Programming by poking: why MIT stopped teaching SICP

In this talk at the NYC Lisp meetup, Gerry Sussman was asked why MIT stopped teaching the legendary 6.001 course, which was based on Sussman and Abelson’s classic text The Structure and Interpretation of Computer Programs (SICP). Sussman’s answer was that: (1) he and Hal Abelson got tired of teaching it (having done it since the 1980s). So in 1997, they walked into the department head’s office and said: “We quit. Figure out what to do.” And more importantly, (2) that they felt that the SICP curriculum no longer prepared engineers for what engineering is like today. Sussman said that in the 80s and 90s, engineers built complex systems by combining simple and well-understood parts. The goal of SICP was to provide the abstraction language for reasoning about such systems.

Today, this is no longer the case. Sussman pointed out that engineers now routinely write code for complicated hardware that they don’t fully understand (and often can’t understand because of trade secrecy.) The same is true at the software level, since programming environments consist of gigantic libraries with enormous functionality. According to Sussman, his students spend most of their time reading manuals for these libraries to figure out how to stitch them together to get a job done. He said that programming today is “More like science. You grab this piece of library and you poke at it. You write programs that poke it and see what it does. And you say, ‘Can I tweak it to do the thing I want?'”. The “analysis-by-synthesis” view of SICP — where you build a larger system out of smaller, simple parts — became irrelevant. Nowadays, we do programming by poking.

As to why they chose Python as an alternative, Sussman joked that it was “late binding” decision. Python has a ton of libraries that make it applicable to many types of projects that instructors might want to assign (like writing software to control a robot.)

Sussman admitted that the SICP curriculum was “more coherent” than what they have now and that they still don’t know what the right curriculum should be.

The full text of SICP is available online. The SICP video lectures by Sussman and Abelson from 1986 (given to HP) are also available.

Yarden Katz is a fellow in the Dept. of Systems Biology at Harvard Medical School.

17 comments

  1. I cannot overstate how greatly Sussman and Abelson’s 6.001 course (which I had as a freshman the very first semester it was offered, fall 1980, using MacLisp and Algol, before it switched to Scheme in the spring semester) affected my future career. The things I learned in the course are still useful to me, over 35 years later. (Barbara Liskov’s course, 6.170, using CLU, that I took spring ’81, was also hugely influential).
    I would still recommend going through SICP and watching the 6.001 lectures to anybody who really cares about their craft as a software engineer.

  2. This is bewildering … The problem with this “poke at it until it work” approach to programming is that it produces programmers that known only how to poke things and stitch libraries together. The moment the library doesn’t do what is needed or, God forbid, they have to actually design something, the house of cards collapses.

    I agree that the course perhaps needed modernization (students hate to learn stuff they perceive as out of touch with reality – like Lisp), but dropping the content completely? Whoa …

    1. …like Lisp? Or maybe like Clojure, a modern JVM language, and a lot of fun to build big system with!

      There have been a couple of community projects to convert SICP’s code to Clojure so you can follow along in a REPL easily enough.
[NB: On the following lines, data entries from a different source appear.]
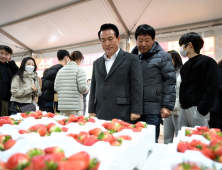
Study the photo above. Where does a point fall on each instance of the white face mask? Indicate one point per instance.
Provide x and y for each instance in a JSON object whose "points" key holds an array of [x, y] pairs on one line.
{"points": [[29, 69]]}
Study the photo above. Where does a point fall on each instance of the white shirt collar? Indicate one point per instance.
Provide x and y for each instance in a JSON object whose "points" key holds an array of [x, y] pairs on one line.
{"points": [[113, 57]]}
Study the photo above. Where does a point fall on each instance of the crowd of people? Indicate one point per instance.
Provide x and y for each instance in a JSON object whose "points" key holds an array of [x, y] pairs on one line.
{"points": [[148, 84]]}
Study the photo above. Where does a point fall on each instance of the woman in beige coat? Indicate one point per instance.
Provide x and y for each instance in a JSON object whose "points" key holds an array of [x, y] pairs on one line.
{"points": [[25, 84], [70, 85]]}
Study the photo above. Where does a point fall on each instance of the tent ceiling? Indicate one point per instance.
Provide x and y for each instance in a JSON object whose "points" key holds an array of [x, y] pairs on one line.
{"points": [[80, 23]]}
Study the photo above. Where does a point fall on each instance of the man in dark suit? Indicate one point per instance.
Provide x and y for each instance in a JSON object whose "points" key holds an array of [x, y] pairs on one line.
{"points": [[116, 85]]}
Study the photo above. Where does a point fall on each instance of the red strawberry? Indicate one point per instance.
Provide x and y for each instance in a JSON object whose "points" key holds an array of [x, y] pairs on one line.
{"points": [[203, 128], [52, 150], [35, 127], [50, 125], [4, 138], [10, 143], [89, 140], [115, 143], [182, 146], [42, 131], [61, 122], [209, 153], [17, 161], [64, 129], [91, 120], [140, 124], [95, 131], [106, 125], [35, 152], [73, 118], [22, 131], [49, 161]]}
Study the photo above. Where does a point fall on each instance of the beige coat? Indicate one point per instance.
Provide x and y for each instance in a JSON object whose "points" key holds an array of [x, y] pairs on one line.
{"points": [[70, 84], [22, 91]]}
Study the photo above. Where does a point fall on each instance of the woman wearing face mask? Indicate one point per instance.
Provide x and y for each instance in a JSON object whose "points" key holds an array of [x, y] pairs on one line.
{"points": [[25, 84], [171, 122], [70, 85]]}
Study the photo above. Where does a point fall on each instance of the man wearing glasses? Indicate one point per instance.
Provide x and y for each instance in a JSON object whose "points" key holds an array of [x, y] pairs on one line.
{"points": [[8, 69]]}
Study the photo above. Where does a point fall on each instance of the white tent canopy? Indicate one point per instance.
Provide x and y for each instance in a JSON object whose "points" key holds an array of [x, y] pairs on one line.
{"points": [[40, 26]]}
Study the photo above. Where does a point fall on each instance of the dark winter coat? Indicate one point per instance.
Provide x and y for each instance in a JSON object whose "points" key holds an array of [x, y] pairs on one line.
{"points": [[159, 80]]}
      Things have changed a lot since ’97 when Sussman and Abelson stopped teaching SICP — but Sussman turns up in Clojure circles and I have often wondered if he would have persisted with SICP if he’d have known how Functional Programming would start to go mainstream a decade or two latter? 🙂

  3. I wonder if this is why there’s a reinvigoration into functional languages such as Haskell. We wrote a book for complete beginners on Haskell that aims at having people understand the pieces of their software as they build them. Haskell provides such a lovely abstraction mechanism. More advanced than Scheme in many ways, it’s a really beautiful way to build software. http://happylearnhaskelltutorial.com

  4. I appreciate the principals behind SICP, but “programming by poking” really resonates with how I self-taught and holds a lot of merit. However I don’t think it makes SICP irrelevant at all, it just moves it to a more mature point in the education of an engineer. Rather than starting out with the principals, you start out by making things work, and then apply the principals to make it work *better*.

  5. This is the operative phrase (he most important word in a phrase, which explains the truth of a situation) —
    “… Sussman pointed out that engineers now routinely write code for complicated hardware that they don’t fully understand (and often can’t understand because of trade secrecy.) …”

  6. I self-taught myself, using “programming by poking”. and I wrote garbage code.

    Then I got a CS degree, and learned proper structure and organization of code.
    It’s bad enough now, when a large contingent of code is produced by non-educated “pokers”.

    I weep for the future where ALL code is produced by “pokers”.